Question 101: Which all methods should be avoided, so less amount of data shuffling happens across the partitions?
Answer: When choosing an arrangement of transformations, minimize the number of shuffles and the amount of data shuffled. Shuffles are expensive operations. All shuffle data must be written to disk and then transferred over the network. repartition, join, cogroup , and any of the *By or *ByKey transformations can result in shuffles. Not all these transformations are equal.
Question 102: What is the difference between below two Spark steps and which is good for performance perspective?
- groupByKey().mapValues(_.sum)
- reduceByKey(_ + _)
Answer: Both the above operations results in the same result.
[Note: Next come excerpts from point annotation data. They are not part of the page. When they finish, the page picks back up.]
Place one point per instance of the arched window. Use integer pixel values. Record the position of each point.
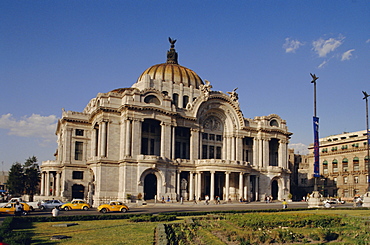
(212, 138)
(152, 99)
(175, 99)
(150, 137)
(274, 123)
(356, 164)
(325, 167)
(185, 101)
(345, 165)
(335, 166)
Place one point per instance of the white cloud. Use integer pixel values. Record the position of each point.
(299, 148)
(323, 47)
(36, 126)
(347, 55)
(291, 46)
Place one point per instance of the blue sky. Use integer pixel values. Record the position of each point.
(60, 54)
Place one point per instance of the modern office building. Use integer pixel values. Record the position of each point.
(168, 135)
(343, 165)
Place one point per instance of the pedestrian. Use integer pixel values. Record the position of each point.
(18, 209)
(207, 199)
(55, 212)
(285, 204)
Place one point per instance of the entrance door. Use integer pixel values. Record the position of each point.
(78, 191)
(150, 186)
(274, 190)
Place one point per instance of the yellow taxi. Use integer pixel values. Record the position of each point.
(9, 208)
(113, 206)
(76, 204)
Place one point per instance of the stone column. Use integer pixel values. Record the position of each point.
(260, 153)
(103, 138)
(173, 143)
(247, 187)
(255, 152)
(163, 140)
(239, 149)
(128, 138)
(280, 154)
(257, 188)
(136, 137)
(212, 185)
(47, 183)
(241, 184)
(191, 186)
(122, 139)
(199, 189)
(194, 144)
(227, 185)
(233, 148)
(42, 187)
(57, 184)
(178, 184)
(67, 145)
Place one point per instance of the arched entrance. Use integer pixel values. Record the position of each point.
(274, 189)
(150, 186)
(78, 191)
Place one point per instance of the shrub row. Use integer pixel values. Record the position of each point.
(13, 238)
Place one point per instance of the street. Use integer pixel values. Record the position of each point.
(156, 208)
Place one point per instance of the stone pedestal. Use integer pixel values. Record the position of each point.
(366, 201)
(315, 200)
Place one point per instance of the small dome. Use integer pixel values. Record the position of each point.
(175, 73)
(171, 71)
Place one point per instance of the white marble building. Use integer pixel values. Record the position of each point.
(169, 135)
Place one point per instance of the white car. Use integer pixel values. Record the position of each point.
(50, 204)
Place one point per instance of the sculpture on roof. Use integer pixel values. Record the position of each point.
(172, 54)
(234, 95)
(206, 88)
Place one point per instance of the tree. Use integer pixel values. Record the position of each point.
(24, 179)
(15, 181)
(32, 176)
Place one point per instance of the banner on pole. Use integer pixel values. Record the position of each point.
(316, 148)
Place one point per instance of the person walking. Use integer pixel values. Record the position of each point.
(55, 212)
(18, 209)
(285, 204)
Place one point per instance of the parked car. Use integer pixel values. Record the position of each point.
(113, 206)
(76, 204)
(50, 204)
(334, 201)
(9, 208)
(33, 205)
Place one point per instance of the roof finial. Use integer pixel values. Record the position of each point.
(171, 54)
However, the first one, as we have already discussed in previous question that entire dataset will be transferred across the network, while un case of second one computes the data locally, and sums for each key in each partition and combines those local sums into larger sums after shuffling.
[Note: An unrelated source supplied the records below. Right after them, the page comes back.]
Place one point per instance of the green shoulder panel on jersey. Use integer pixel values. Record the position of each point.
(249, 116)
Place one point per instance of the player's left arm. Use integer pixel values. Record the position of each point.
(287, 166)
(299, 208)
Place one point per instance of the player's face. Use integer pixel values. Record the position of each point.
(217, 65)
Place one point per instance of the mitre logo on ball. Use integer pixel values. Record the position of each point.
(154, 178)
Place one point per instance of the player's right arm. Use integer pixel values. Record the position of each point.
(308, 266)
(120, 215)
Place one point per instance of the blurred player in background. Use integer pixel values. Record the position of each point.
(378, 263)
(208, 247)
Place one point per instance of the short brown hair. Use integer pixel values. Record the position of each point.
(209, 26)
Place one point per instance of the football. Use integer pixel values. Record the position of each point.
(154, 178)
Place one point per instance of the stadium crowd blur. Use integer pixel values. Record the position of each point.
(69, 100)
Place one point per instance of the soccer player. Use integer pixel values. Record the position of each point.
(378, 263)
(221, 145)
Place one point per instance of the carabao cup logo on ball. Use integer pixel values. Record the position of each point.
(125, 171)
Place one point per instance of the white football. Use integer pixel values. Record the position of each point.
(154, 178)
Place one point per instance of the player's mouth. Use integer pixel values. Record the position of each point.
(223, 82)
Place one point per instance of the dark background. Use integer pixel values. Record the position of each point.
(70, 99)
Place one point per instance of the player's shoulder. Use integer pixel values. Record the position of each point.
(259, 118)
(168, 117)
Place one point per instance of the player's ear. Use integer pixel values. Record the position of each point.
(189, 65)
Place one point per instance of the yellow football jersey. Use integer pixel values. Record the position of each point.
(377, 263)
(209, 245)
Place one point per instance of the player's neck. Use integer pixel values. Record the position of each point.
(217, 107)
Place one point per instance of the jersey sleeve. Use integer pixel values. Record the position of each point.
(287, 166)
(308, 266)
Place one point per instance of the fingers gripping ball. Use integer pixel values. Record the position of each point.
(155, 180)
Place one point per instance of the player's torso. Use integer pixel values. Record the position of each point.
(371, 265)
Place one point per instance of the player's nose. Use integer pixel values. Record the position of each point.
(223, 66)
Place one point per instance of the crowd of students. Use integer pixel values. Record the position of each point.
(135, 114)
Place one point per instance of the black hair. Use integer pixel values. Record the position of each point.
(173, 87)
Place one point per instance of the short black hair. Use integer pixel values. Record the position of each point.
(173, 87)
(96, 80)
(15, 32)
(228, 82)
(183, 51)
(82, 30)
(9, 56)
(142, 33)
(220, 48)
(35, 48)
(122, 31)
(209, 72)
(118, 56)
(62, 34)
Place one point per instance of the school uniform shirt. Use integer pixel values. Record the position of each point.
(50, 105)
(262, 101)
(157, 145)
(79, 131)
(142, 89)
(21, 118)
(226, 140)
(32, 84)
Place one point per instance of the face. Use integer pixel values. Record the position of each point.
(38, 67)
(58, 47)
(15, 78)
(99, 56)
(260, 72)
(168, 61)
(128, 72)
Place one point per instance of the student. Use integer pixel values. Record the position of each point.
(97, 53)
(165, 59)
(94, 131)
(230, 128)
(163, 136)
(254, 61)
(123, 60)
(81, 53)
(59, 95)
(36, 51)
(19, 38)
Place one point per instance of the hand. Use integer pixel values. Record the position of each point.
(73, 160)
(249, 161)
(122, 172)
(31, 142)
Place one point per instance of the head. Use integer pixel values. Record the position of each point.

Question 103: What performance issue, you will observe with the below code segment and which one you suggest as a better alternative?
rdd.map(kv => (kv._1, new Set[String]() + kv._2)).reduceByKey(_ ++ _) |
Answer: reduceByKey when the input and output value types are different as given in above scenario a transformation that finds all the unique strings corresponding to each key. You could use map to transform each element into a Set and then combine the Sets with reduceByKey().
This results in unnecessary object creation because a new set must be allocated for each record. Instead, use aggregateByKey, which performs the map-side aggregation more efficiently:
val zero = new collection.mutable.Set[String]() rdd.aggregateByKey(zero)((set, v) => set += v,(set1, set2) => set1 ++= set2) |
Question 104: If you have a small dataset, which needs to be joined with another bigger dataset, what approach you will use in this case?
Answer: As you mentioned one dataset is smaller and other is very big. Then we will consider using broadcast variable, which will help in improving the overall performance. To avoid shuffles when joining two datasets, you can use broadcast variables. When one of the datasets is small enough to fit in memory in a single executor, it can be loaded into a hash table on the driver and then broadcast to every executor. A map transformation can then reference the hash table to do lookups.
Question 105: When it is advantageous to have shuffle?
Answer: When you are working with huge volume of data and more processing power is also available. And application is compute intensive, hence we need to use shuffling in this case. So that data can be processed in parallel using all the available CPUs. Another use case is aggregation, if a huge volume of data and you want to apply aggregate function on that, then single thread of the driver will become bottleneck. You should shuffle data across the nodes and then apply the aggregate functions on that data locally on each node. So that data can be aggregated parallel first and then final aggration will be done on the driver program.